Efeitos do teto de gastos

Para o reitor, diferente de outros anos, a motivação do bloqueio não reside em uma questão específica de superávit, mas no impacto causado pela Emenda Constitucional 95, que define o teto de gastos sobre os recursos orçamentários federais.

De acordo com Danilo, já no primeiro quadrimestre de 2022, o planejamento orçamentário excedeu o permitido pelo teto de gastos. Dessa forma, o mecanismo causa grande preocupação já que ele estabelece um limite independente da capacidade de arrecadação e superávit do governo, o que torna o processo bastante complexo como um todo.

Diante do cenário posto, o governo federal promoveu um bloqueio orçamentário, e para isso, escolheu nominalmente os órgãos cujos recursos receberiam a restrição. O Ministério da Educação teve cerca de R$ 3,2 bilhões bloqueados, seguido pelo Ministério da Saúde, com R$ 2,6 bilhões.

Cenário na FURG e perspectivas de futuro

De acordo com o reitor, na FURG, a Pró-reitoria de Planejamento e Administração (Proplad) busca, já com antecedência, planejar o orçamento anual tendo em vista a situação restrita e delicada. Com o atual contexto, o patamar orçamentário na instituição retrocede para antes de 2010 em níveis nominais, o que demanda adaptação. “Considerando o que já havíamos calculado para o ano, promovemos empenhos, com limites liberados pelo próprio governo, e agora, estes empenhos foram bloqueados”, adicionou Danilo.

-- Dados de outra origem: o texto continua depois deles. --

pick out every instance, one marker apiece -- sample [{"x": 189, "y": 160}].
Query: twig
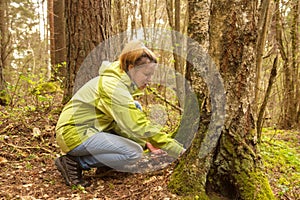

O pró-reitor Diego Rosa fez apresentação técnica acerca dos impactos do bloqueio orçamentário. O gestor apresentou três principais grupos de despesa que compõe o orçamento da FURG: pessoal, custeio e capital. O primeiro engloba recursos destinados ao pagamento de servidores em exercício, aposentados, pensionistas e sentenças judiciais; o segundo grupo contempla ainda algumas despesas ligadas à folha de pagamento, mas principalmente se refere às despesas discricionárias que envolvem água, energia elétrica, serviços terceirizados, assistência estudantil, dentre outras; e, por fim, o terceiro grupo representa a dotação disponível para investimentos como obras, equipamentos e mobiliário.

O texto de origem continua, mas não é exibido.